What exactly was the methodology used for assessing sound quality (which I presume to be tonal balance and absence of distortions)?
Was this single-speaker/mono testing only or also stereo, and were the speakers positioned in a way which respected the requirements of their topology? In other words, were the listeners sitting on the correct axis for that particular speaker and was the speaker located in the room for best balance as per per design/manufacturer requirements?
You seem to be assuming that "neutrality/absence of resonances" is the prime concern for most audiophiles. Can you claim with certainty that it isn't "soundstage and imaging" or even some other nebulous perceptual characteristic that is hard to pin down (let's call it "engagement")?

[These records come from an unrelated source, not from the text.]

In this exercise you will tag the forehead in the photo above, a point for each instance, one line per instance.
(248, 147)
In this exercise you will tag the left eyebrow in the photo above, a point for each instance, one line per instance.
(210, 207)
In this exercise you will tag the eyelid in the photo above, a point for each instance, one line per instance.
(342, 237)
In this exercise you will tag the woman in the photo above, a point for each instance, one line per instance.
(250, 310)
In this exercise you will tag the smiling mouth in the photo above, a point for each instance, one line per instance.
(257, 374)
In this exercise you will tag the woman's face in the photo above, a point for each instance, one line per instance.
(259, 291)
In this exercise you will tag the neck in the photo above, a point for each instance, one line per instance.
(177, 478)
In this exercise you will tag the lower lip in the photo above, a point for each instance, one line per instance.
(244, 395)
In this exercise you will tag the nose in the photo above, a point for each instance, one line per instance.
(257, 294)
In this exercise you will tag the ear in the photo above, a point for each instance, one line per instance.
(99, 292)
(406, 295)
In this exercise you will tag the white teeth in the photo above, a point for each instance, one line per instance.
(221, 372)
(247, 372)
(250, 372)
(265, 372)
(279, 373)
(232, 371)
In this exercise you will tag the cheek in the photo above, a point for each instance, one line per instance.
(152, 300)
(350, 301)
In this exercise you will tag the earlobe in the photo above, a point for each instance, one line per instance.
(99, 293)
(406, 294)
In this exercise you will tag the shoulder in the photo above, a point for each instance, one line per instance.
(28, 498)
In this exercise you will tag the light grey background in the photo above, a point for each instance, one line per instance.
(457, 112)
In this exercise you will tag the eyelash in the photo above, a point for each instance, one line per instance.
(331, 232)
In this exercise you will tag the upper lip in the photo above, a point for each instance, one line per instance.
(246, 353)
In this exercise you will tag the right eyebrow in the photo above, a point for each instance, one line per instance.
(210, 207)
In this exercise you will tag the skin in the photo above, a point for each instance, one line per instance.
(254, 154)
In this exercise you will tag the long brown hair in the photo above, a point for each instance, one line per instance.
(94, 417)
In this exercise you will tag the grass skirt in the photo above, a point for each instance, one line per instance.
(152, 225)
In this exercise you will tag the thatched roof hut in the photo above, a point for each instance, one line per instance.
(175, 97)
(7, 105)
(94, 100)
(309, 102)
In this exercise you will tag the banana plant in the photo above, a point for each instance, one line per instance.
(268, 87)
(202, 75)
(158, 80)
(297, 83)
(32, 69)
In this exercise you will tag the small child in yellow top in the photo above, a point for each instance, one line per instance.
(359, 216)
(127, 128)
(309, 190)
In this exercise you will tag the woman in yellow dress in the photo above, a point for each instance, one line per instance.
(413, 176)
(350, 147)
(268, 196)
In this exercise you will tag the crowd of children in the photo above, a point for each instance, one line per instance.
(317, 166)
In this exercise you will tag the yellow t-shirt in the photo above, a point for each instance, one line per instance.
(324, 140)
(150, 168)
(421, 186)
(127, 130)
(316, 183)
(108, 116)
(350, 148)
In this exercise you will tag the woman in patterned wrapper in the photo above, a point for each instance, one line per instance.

Some types of distortion produce perceptual effects which are pleasing to the ear, such as the BBC dip ("distant" perspective), floor-bounce cancellation ("fast/tight" bass), an exaggerated top octave ("air") or even the limited low end extension of small standmounts. How the speakers interact with the room in the midranges and treble is a matter of preference and some people seem willing to trade "envelopment" for a flat frequency response or "sharper" imaging. (even though I don't have scientifically gathered statistical evidence to back me up, I am nonetheless relying on over a decade of observing audiophile behaviour in several forums where I have or currently participate in the US, UK, France, Spain and Portugal)
Tuga asked several important questions, all of which have been answered in great detail in my JAES papers starting 39 years ago, and my two “Sound Reproduction” books, the 3rd edition in 2017. I won’t attempt fully verified/referenced answers, but I will add a few comments.
“What exactly was the methodology used for assessing sound quality (which I presume to be tonal balance and absence of distortions)?”
The motivation for me to get involved in scientific research into sound reproduction was a blind listening test conducted in 1966 on a few loudspeakers that measured (and consequently sounded) very different from each other. All were highly regarded “HiFi” products and my question was simply “how can loudspeakers that are so very different all be considered examples of the state-of-the-art?” The result of that rudimentary exercise was that there was a clear consensus among the listeners, some of whom owned the loudspeakers under test, as to which ones were most preferred. But there was a second factor at play, because I had done on- and off-axis anechoic measurements on the loudspeakers (see Figure 18.1 in the 3rd edition of my book). The products that were highest rated exhibited the most appealing frequency response curves if one places value in flatness and smoothness. Reliable (blind or double-blind, equal loudness) subjective and (anechoic on- and off-axis) objective data evidently were useful information. Both sets of data were, and largely remain, absent from casual, and even “professional” assessments of loudspeakers. Decent measurements are becoming more common, but definitive subjective evaluations remain largely elusive. A lot of "hand waving" substitutes. The listening methodology was described in my JAES paper: Toole, F. E. (
1982). “Listening tests – turning opinion into fact”, J. Audio Eng. Soc.,
30, pp. 431-445. It has, of course, evolved since then, but the fundamental tenets are intact.
Olive, S.E., Castro, B and Toole, F.E. (
1998). “A New Laboratory for Evaluating Multichannel Audio Components and Systems”, 105th Convention, Audio Eng. Soc., Preprint 4842.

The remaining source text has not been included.